Member of the Chamber of Deputies
- In office 15 May 1909 – 15 May 1915
- Constituency: Rancagua, Cachapoal and Maipo

Mayor of Curicó
- In office 1882–1885

Personal details
- Born: 1857 Vichuquén, Chile
- Died: Unknown
- Party: Liberal Democratic Party
- Spouse: Amalia Lavín

= Arturo Urzúa Rojas =

Chilean politician (1857–)

Arturo Urzúa Rojas (1857 – ?) was a Chilean lawyer, agriculturalist and politician who served as a member of the Chamber of Deputies of Chile.

A member of the Liberal Democratic Party, Urzúa represented Rancagua, Cachapoal and Maipo from 1909 to 1915. During his first term, he served as a substitute member of the Permanent Commissions of Elections and Industry. Following his reelection for the 1912–1915 term, he was a member of the Permanent Commission of Elections.

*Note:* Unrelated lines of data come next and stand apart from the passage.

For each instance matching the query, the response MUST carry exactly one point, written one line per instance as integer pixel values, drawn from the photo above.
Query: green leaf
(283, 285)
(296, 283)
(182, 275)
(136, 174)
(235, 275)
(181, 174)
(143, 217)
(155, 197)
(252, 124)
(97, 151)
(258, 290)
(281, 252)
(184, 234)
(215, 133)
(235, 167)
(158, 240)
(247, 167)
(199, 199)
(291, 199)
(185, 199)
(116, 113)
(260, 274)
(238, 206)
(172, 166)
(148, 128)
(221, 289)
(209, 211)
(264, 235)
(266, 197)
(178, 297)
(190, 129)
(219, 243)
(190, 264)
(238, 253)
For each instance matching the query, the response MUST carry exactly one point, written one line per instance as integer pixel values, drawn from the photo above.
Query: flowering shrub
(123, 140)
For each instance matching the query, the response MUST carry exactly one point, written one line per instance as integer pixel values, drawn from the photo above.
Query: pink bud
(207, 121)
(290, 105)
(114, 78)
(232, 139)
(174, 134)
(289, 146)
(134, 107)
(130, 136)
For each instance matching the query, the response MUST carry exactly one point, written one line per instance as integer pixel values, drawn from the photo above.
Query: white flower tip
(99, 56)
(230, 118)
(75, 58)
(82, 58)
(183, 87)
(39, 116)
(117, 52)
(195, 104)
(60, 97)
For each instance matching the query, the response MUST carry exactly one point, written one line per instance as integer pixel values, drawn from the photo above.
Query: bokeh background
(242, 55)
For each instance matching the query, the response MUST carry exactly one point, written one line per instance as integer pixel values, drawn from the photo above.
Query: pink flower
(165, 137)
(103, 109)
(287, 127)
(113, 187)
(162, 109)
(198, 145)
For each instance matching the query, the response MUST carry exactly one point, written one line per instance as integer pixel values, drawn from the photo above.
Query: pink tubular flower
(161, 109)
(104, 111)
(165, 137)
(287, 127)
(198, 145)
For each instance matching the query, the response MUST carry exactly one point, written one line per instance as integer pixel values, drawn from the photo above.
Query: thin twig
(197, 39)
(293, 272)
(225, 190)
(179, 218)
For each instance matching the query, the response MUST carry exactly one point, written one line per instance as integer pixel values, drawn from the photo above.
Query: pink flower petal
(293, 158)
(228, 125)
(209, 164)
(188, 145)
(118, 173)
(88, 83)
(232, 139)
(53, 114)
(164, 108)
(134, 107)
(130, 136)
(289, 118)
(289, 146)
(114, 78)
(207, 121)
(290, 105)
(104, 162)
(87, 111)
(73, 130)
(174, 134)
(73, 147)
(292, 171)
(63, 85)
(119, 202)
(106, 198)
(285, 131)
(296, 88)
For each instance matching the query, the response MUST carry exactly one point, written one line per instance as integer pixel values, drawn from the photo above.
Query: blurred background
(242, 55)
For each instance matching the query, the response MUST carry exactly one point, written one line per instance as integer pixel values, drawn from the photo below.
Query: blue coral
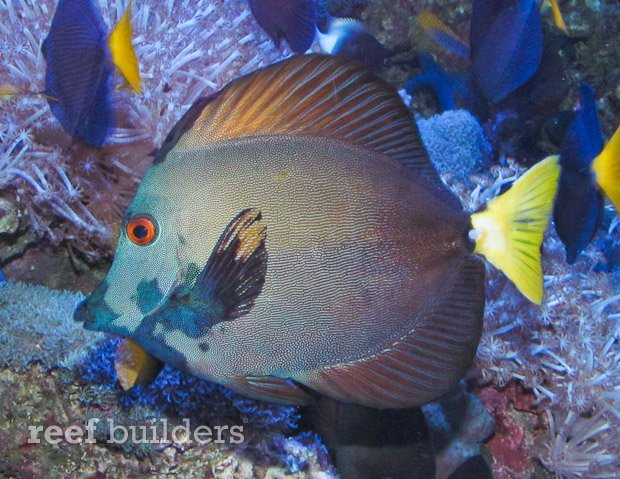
(181, 394)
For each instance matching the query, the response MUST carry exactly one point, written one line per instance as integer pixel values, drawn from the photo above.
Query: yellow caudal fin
(557, 16)
(606, 167)
(509, 232)
(123, 53)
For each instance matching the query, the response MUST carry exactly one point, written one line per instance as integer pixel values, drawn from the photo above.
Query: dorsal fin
(314, 95)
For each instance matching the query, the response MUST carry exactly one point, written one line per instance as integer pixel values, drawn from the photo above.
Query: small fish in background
(80, 63)
(353, 40)
(589, 172)
(296, 249)
(506, 40)
(341, 267)
(558, 19)
(453, 90)
(292, 20)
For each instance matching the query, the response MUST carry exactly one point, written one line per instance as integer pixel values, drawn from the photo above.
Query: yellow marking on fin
(606, 167)
(510, 230)
(133, 365)
(250, 239)
(123, 53)
(557, 16)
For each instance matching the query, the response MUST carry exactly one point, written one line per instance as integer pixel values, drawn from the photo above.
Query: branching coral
(579, 446)
(566, 351)
(186, 49)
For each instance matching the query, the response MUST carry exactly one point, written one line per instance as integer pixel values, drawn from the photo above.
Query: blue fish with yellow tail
(292, 238)
(80, 61)
(589, 172)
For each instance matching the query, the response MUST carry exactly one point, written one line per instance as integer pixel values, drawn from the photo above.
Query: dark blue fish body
(506, 45)
(579, 204)
(453, 90)
(79, 71)
(293, 20)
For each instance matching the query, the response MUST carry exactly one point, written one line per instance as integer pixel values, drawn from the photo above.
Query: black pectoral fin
(234, 276)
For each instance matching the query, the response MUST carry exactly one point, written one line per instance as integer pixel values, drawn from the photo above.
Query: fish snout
(81, 313)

He also served on the Mixed Budget Commission and the Conservative Commission. His parliamentary activity included promoting the installation of drinking water systems in Buin and Maipo and supporting the construction of the Las Cabras railway.

==Biography==
Urzúa was born in Vichuquén in 1857, the son of Roque Francisco Urzúa Elizondo and Pilar Rojas Cardemil. He studied at the Liceo de Curicó, the Instituto Nacional and Colegio de San Luis before studying law at the University of Chile, qualifying as a lawyer in May 1879.

In 1882, he was elected mayor of Curicó. He was appointed defender of minors in Curicó in 1885 and later served as judge in Putaendo and Caupolicán. Following the Chilean Civil War of 1891, he served as fiscal prosecutor of the Treasury in Santiago. He later returned to judicial service as a substitute judge in Curicó and San Felipe before leaving the judiciary in 1903 to devote himself to agriculture.

Urzúa represented the Liberal Democratic Party at its 1896 convention and later attended the 1920 Presidential Convention as a member of the party. He also served as interim professor of Geography, Ancient History and Roman History at the Liceo de Curicó in 1882.

He married Amalia Lavín Urzúa in Santiago on 10 January 1880, and they had children.